Introduction to Machine Learning – The fundamental tradeoff and the golden rule

Reminder:

score_train: is our training score (or mean train score from cross-validation).
score_valid is our validation score (or mean validation score from cross-validation).
score_test is our test score.

The “fundamental tradeoff” of supervised learning

As model complexity ↑, Score_train ↑ and Score_train − Score_valid tend to ↑.

We are going to talk about the fundamental tradeoff of supervised learning. We’ve already danced around this topic which involves the concepts of overfitting and underfitting.

If our model is very simple, like DummyClassifier(), or a Decision tree with a max_depth of 1 then we won’t really learn any “specific patterns” of the training set, we will only learn some general trend.

This is underfitting.

If our model is very complex, like a DecisionTreeClassifier(max_depth=None), then we will learn unreliable patterns that get every single training example correct, but there will be a huge gap between training error and validation error.

This is overfitting.

The trade-off is there is a tension between these two concepts. When we underfit less, we overfit more.

As we increase model complexity, our training score increases (overfit more, underfit less) but the trade-off is that the gap between the training data and the test data will also increase.

The question is how will the validation score react?

How to pick a model that would generalize better?

df = pd.read_csv("data/canada_usa_cities.csv")
X = df.drop(columns=["country"])
y = df["country"]

X_train, X_test, y_train, y_test = train_test_split(
    X, y, test_size=0.2, random_state=123)

from sklearn.tree import DecisionTreeClassifier
from sklearn.model_selection import cross_validate

results_dict = {"depth": list(), "mean_train_score": list(), "mean_cv_score": list()}

for depth in range(1,20):
    model = DecisionTreeClassifier(max_depth=depth)
    scores = cross_validate(model, X_train, y_train, cv=10, return_train_score=True)
    results_dict["depth"].append(depth)
    results_dict["mean_cv_score"].append(scores["test_score"].mean())
    results_dict["mean_train_score"].append(scores["train_score"].mean())

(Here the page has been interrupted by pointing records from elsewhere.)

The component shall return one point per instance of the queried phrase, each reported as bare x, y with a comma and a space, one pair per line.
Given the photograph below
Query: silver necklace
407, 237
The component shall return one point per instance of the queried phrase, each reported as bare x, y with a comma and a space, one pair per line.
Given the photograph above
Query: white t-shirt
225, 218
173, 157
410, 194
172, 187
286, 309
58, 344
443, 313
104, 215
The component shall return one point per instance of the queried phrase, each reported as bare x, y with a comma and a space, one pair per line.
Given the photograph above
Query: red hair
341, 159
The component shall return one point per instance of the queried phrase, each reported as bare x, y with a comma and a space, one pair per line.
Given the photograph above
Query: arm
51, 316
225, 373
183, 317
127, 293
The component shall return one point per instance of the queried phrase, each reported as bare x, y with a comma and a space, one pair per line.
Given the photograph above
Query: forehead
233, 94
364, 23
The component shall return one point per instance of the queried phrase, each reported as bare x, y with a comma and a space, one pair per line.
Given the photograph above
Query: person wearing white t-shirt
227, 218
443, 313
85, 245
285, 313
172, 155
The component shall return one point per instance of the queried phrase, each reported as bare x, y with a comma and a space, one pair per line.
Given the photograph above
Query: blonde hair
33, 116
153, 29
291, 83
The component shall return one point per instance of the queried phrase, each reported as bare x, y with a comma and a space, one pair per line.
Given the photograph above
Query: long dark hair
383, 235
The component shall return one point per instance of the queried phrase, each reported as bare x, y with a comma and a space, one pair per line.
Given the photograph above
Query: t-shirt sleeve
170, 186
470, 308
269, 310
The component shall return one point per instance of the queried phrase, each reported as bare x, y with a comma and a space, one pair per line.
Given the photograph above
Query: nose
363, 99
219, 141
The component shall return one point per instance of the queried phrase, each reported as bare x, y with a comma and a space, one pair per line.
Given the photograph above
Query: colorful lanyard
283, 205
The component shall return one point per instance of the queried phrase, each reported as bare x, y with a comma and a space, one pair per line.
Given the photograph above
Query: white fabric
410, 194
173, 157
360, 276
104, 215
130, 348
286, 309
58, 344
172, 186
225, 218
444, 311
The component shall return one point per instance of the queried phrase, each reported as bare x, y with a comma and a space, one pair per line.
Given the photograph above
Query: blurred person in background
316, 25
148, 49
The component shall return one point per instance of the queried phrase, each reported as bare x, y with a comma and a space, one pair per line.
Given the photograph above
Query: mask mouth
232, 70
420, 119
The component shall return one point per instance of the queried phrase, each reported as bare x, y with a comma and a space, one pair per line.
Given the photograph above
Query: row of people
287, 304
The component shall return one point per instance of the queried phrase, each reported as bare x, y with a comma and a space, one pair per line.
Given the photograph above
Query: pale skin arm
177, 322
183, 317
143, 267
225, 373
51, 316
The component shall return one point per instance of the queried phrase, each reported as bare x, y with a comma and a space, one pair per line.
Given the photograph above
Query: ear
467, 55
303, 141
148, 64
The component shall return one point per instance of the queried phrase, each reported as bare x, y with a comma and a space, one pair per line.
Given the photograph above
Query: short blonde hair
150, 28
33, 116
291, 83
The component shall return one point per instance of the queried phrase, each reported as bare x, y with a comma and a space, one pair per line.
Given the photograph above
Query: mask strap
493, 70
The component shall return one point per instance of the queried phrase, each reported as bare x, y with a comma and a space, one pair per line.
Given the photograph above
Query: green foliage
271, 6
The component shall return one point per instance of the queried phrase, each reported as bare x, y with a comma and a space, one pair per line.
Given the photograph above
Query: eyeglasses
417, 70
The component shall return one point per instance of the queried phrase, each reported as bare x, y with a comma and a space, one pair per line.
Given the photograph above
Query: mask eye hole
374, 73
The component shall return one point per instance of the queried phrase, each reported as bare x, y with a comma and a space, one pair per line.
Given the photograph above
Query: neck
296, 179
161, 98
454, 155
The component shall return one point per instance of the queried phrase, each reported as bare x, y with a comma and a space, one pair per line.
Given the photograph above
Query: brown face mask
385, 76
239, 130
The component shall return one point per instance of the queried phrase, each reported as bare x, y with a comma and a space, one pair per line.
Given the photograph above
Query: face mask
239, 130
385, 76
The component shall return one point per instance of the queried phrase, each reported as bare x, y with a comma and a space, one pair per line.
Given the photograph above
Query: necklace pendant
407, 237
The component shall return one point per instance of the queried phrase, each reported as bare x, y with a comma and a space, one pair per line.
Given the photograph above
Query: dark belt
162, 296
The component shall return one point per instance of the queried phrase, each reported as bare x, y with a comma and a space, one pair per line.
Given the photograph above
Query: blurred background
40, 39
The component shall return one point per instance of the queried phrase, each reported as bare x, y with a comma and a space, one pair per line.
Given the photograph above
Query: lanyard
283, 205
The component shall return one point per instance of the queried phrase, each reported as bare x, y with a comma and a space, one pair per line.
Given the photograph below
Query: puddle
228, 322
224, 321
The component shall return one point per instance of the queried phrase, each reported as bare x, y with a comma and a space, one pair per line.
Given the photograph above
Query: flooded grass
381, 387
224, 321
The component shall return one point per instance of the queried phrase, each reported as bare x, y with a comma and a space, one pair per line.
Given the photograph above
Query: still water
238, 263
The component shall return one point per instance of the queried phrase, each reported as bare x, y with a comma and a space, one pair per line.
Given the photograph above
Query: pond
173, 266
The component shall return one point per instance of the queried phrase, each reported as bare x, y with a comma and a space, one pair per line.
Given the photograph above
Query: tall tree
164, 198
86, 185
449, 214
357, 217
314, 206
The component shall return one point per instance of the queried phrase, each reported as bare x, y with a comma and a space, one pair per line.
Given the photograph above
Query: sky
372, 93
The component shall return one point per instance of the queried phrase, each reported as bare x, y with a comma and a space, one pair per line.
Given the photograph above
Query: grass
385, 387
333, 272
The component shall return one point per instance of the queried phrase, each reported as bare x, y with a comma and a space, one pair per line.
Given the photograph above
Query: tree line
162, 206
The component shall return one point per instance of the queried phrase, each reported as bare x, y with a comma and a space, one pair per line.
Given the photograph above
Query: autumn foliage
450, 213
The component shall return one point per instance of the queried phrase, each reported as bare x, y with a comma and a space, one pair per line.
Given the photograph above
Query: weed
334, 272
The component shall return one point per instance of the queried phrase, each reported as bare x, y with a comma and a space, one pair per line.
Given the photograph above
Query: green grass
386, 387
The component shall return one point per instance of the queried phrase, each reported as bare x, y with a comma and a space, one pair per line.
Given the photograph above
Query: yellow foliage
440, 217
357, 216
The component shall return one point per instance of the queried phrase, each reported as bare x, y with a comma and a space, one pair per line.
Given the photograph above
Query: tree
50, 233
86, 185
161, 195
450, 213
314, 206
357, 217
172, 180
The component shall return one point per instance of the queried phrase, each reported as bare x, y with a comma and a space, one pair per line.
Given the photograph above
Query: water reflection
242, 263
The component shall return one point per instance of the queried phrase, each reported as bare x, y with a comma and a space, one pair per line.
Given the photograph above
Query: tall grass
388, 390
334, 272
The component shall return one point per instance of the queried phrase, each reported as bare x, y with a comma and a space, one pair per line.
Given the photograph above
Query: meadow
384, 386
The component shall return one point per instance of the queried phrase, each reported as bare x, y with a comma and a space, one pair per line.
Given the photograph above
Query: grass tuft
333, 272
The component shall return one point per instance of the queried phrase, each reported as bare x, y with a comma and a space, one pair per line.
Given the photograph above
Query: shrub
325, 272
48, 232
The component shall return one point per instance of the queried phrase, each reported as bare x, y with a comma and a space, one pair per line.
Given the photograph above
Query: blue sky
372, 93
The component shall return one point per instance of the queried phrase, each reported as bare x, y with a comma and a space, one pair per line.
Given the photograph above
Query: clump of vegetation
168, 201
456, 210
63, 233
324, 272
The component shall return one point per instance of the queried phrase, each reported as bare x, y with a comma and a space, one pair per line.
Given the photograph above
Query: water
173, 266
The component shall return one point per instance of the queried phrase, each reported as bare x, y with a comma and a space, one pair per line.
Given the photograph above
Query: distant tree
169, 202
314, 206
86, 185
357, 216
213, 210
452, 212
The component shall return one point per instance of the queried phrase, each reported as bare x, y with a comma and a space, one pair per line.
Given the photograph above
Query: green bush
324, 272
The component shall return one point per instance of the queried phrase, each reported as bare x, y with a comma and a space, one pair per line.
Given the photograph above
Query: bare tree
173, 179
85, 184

results_df = pd.DataFrame(results_dict)

results_df

	depth	mean_train_score	mean_cv_score
0	1	0.834349	0.809926
1	2	0.844989	0.804044
2	3	0.862967	0.804412
...	...	...	...
16	17	1.000000	0.815074
17	18	1.000000	0.803309
18	19	1.000000	0.803309

19 rows × 3 columns

source = results_df.melt(id_vars=['depth'] , 
                              value_vars=['mean_train_score', 'mean_cv_score'], 
                              var_name='plot', value_name='score')

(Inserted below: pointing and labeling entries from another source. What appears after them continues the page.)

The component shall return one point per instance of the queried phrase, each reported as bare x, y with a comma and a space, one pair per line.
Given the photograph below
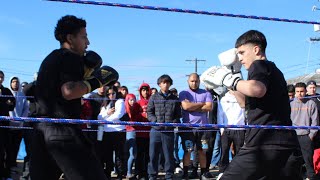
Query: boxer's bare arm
240, 98
73, 90
252, 88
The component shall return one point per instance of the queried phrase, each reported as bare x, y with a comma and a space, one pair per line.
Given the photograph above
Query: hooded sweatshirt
143, 103
133, 111
22, 106
6, 103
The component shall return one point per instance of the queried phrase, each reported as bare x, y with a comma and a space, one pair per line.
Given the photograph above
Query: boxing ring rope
188, 11
185, 125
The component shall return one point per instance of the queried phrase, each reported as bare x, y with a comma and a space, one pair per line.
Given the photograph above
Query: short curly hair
68, 24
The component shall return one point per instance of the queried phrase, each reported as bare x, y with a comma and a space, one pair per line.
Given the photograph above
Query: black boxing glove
92, 62
106, 75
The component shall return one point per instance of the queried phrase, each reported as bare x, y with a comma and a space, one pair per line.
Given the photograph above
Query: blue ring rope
186, 125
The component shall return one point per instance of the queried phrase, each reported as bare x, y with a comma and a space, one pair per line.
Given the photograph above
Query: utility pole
196, 63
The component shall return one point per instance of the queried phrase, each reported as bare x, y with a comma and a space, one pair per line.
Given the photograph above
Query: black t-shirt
59, 67
271, 109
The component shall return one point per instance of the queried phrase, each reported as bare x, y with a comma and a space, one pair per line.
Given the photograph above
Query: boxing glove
92, 61
230, 59
104, 76
224, 77
206, 77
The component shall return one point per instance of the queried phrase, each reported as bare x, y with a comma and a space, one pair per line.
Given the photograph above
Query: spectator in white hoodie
113, 110
230, 113
21, 109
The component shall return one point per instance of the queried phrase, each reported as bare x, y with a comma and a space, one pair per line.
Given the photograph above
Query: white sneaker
219, 176
178, 170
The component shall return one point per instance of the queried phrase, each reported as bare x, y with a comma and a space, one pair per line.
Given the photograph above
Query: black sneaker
194, 175
185, 176
206, 175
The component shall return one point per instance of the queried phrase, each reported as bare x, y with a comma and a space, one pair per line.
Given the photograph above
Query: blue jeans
216, 150
165, 141
132, 148
176, 149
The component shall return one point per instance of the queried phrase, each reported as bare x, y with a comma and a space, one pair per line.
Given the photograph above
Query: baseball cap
312, 82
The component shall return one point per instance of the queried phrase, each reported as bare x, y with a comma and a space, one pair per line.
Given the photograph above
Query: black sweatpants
141, 164
63, 148
307, 150
230, 136
256, 163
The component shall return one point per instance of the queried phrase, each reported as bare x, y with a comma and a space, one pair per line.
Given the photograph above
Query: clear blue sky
143, 44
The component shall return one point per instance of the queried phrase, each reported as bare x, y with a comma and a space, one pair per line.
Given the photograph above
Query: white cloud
12, 20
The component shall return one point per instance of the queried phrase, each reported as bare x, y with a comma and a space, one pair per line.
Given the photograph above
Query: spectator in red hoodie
132, 109
142, 138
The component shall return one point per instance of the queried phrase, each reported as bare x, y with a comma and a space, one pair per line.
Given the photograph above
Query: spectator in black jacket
163, 107
6, 104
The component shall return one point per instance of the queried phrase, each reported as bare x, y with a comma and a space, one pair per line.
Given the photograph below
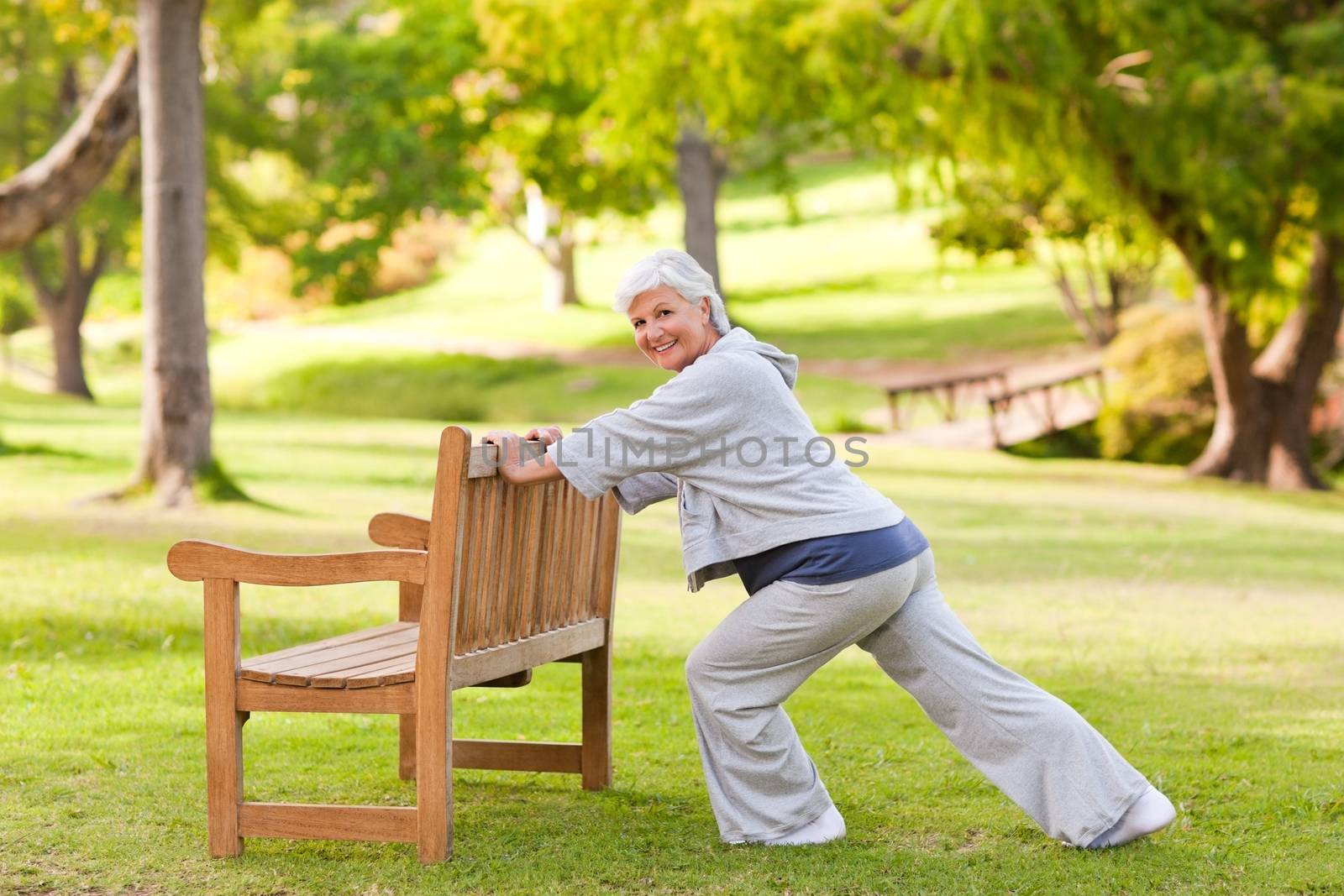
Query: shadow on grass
40, 450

chart1 = alt.Chart(source).mark_line().encode(
    alt.X('depth:Q', axis=alt.Axis(title="Tree Depth")),
    alt.Y('score:Q'),
    alt.Color('plot:N', scale=alt.Scale(domain=['mean_train_score', 'mean_cv_score'],
                                           range=['teal', 'gold'])))
chart1

This plot shows that as we increase our depth (increase our complexity) our training data increases.

We can also see that as we increase our depth, we overfit more, and the gap between the train score and validation score also increases.

We can see that there is a spot where the gap is the smallest while still producing a decent validation score. Somewhat of a “sweet spot” if you will. In the plot, this would be around max_depth is 5.

In summary, at the beginning when our model is simple and underfitting, increasing our model complexity is a good idea since that will cause us to underfit less and overfit, not that much more. But as we continue to increase our complexity, the trade-off is more evident and overfitting occurs more without increasing the validation score so much.

Commonly, we look at the cross-validation score and pick the hyperparameter with the highest cross-validation score.

results_df.sort_values('mean_cv_score', ascending=False).iloc[0]

depth               5.000000
mean_train_score    0.918848
mean_cv_score       0.845956
Name: 4, dtype: float64

best_depth = int(results_df.sort_values('mean_cv_score', ascending=False).iloc[0]['depth'])
best_depth

model = DecisionTreeClassifier(max_depth=best_depth)
model.fit(X_train, y_train)
print("Score on test set: " + str(round(model.score(X_test, y_test), 2)))

Score on test set: 0.83

The Golden Rule

Even though we care the most about test score:

THE TEST DATA CANNOT INFLUENCE THE TRAINING PHASE IN ANY WAY

Golden rule violation: Example 1

Attribution: The A register - Katyanna Quach

Golden rule violation: Example 2

Attribution: MIT Technology Review- Tom Simonite

How can we avoid violating the golden rule?

Here is the workflow we’ll generally follow.

Splitting: Before doing anything, split the data X and y into X_train, X_test, y_train, y_test or train_df and test_df using train_test_split.
Select the best model using cross-validation: Use cross_validate with return_train_score = True so that we can get access to training scores in each fold. (If we want to plot train vs validation error plots, for instance.)
Scoring on test data: Finally score on the test data with the chosen hyperparameters to examine the generalization performance.